THE upside to an advertised conductor being indisposed, of course, is the opportunity to experience the skills and vision of a new, perhaps unfamiliar name. And while Emmanuel Krivine – unable to conduct because of illness – would undoubtedly have offered a fine, idiosyncratic vision in the first of the Scottish Chamber Orchestra’s four-concert Beethoven symphony cycle, young German conductor Kevin John Edusei, his last-minute stand-in, delivered a thoroughly accomplished, thought-provoking and idiosyncratic vision all his own.

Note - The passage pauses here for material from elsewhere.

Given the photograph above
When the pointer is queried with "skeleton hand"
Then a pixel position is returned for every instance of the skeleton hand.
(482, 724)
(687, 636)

SCO/Kevin John Edusei, Usher Hall, Edinburgh ****
Edusei is clearly going places, as chief conductor of the Munich SO and fresh from a European tour with the Chineke! Orchestra. There’s no doubting his exceptional skills – especially in faster music. His Beethoven First Symphony zipped along with remarkable verve and vigour (his “slow” movement Andante felt like more like a power walk than a saunter) but – miraculously – there was no lack of detail, with the SCO players on exceptionally incisive form. The opening movement of Edusei’s Eroica Symphony, too, was bracingly brisk but never driven, and he was good at highlighting inner details across both symphonies, even if some of their more obvious dramatic moments seemed to pass by unmined.
Edusei seemed less at ease in slower music, however, notably the Eroica’s funeral march, which unfolded as a series of vaguely connected episodes rather than with dramatic inevitability. His Eroica finale, too, felt strangely anticlimactic rather than the joyful apotheosis of all that had preceded it.
It was a memorable evening nonetheless, showcasing a conductor with plenty to say – and a fine ensemble with which to say it.